Wright served on five Royal Navy ships from 1940-1942.
When the S.S. Empire Mica, a merchant ship commissioned by the British government and leased to the Anglo American Oil Company, sought qualified men to safeguard its cargo, Wright was among four Naval gunners who answered the call.
Home on his last leave in 1942, Wright gathered his small collection of family photographs, affixing each one to his suitcase's inner lid.
Before departing, he spent all his money on gifts - a new coat for wife, Doris, toys for young sons Ron and Tony and a new football for baby Brian.
As Wright reported to the Bristol docks, three-year-old Brian cried inconsolably in South Wigston Park.
His brand new football had burst.
"A Technicolor scene"
Under clear skies, as a slight wind stirred in the Gulf, the Empire Mica continued its journey east.
On the bridge, 21-year-old Ron Mowatt, on his maiden voyage, had noticed no suspicious activity since coming on watch at midnight.
Bentley's bold gamble appeared to be paying off, when at approximately 12:45 on the morning of June 29, 1942, Mowatt spotted a submarine from his lookout post.
Before he could sound the alarm, the U-67, helmed by Kapitanleutnant Gunther Muller-Stockheim, launched two torpedoes.
The first struck the ship portside, about midship; the other set fire to the stern.
The cabins, where many of the crew lay sleeping, erupted into flames, communication was lost and the ship's papers were reduced to ash.
"Everything became red, yellow and orange - a Technicolor scene," Mowatt would report after his rescue.
As the flames rose higher, those aboard desperately sought escape.
The crewmates attempted to launch the ship's three lifeboats.
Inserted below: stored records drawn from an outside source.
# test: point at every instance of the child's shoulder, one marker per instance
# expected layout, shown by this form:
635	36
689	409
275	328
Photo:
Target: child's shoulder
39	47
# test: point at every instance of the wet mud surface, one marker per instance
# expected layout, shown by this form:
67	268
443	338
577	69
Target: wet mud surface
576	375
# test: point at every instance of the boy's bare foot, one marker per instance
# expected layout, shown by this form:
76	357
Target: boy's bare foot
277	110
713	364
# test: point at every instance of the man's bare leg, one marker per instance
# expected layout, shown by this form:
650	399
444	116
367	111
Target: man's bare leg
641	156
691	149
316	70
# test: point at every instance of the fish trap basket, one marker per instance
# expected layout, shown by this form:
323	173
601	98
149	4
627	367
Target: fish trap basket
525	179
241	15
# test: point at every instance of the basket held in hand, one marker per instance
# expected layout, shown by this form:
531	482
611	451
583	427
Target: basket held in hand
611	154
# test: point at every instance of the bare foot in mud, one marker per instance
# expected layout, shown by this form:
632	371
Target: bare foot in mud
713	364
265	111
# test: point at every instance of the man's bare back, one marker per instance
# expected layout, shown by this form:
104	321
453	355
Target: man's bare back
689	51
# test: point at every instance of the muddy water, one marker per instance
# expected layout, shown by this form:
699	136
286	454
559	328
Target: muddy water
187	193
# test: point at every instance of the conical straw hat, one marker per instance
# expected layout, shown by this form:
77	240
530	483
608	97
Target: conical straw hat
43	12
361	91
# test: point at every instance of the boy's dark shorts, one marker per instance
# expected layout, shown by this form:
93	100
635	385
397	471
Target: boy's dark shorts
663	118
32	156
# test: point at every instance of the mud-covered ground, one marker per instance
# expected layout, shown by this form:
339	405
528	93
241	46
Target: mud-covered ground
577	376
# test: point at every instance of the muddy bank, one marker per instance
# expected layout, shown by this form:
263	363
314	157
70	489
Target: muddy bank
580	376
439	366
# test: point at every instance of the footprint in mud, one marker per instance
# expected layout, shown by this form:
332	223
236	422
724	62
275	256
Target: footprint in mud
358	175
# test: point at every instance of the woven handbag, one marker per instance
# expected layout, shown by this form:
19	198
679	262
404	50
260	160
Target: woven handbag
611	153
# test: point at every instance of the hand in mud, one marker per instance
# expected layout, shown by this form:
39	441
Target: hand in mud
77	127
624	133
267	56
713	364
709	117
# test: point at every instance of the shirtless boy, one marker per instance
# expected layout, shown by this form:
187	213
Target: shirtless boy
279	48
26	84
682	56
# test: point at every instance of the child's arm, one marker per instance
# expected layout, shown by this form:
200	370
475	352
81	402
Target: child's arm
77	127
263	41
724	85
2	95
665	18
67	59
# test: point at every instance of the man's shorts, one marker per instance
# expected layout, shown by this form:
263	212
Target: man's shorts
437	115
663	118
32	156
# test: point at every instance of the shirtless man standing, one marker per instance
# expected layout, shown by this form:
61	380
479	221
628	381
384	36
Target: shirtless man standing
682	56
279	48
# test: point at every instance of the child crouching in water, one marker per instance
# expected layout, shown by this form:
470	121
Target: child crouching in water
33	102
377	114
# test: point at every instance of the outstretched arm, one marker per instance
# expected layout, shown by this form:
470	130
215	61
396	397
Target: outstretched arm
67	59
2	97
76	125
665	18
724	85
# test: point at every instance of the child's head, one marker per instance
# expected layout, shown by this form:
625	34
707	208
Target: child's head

Only one succeeded in getting clear, thanks to 3rd Engineer Joseph Steele's heroic action in stopping the Empire Mica's engines.
Of the 14 who escaped to safety, some squeezed through the ship's portholes, and one jumped off the starboard quarter over the flames, miraculously escaping injury.
Bentley broke his nose and was rendered temporarily unconscious, but lived to see another day.
Thomas Wright, 32, received no mention in Bentley's official report of the sinking.
Of the 47 crewmembers, wrote Bentley, "The only survivors appeared to be those actually on watch or at hand amidships."
"I thought he would come back"
Tony, then five, was still very much a child when he received the news of his father's death.
For years, he nurtured the hope that his father would return home.
"When you're a young boy, you go to the pictures and see some of these American stories of the young man goes out to sea and is lost. They think he's drowned and at the end of the show, he comes walking in, big as life," said Tony.
"I thought dad would do that; I thought he would come back. I was very much convinced he would. I hoped he would be there when I got married, subconsciously, but he never turned up."
Like Tony, Ron, then eight, prayed every night for months that his father would return.
Months passed with no word, and then, in early 1943, Doris Wright received a letter from Capt. Bentley.
Though he had not seen Thomas Wright in the sinking's aftermath, Bentley confirmed that his location on the ship's stern was in the direct line of the torpedo.
Wright, Bentley could say with near certainty, had perished in the blaze.
Because Ron was the eldest child, and more mature than his brothers, Doris Wright shared the letter with him alone.
He kept the secrets contained within the captain's letters for years, never sharing the news with his brothers.
After the tragedy, the family remained in South Wigston.
The wartime population swelled to 12,000 as evacuees from London moved into the area's vacant homes, which had been built years earlier in anticipation of a boom that never quite materialized.
The squalid quality of many of the lodgings gave rise to the city's nickname "Rat Alley."
Thomas Wright's family remained in close contact with Doris Wright and her sons.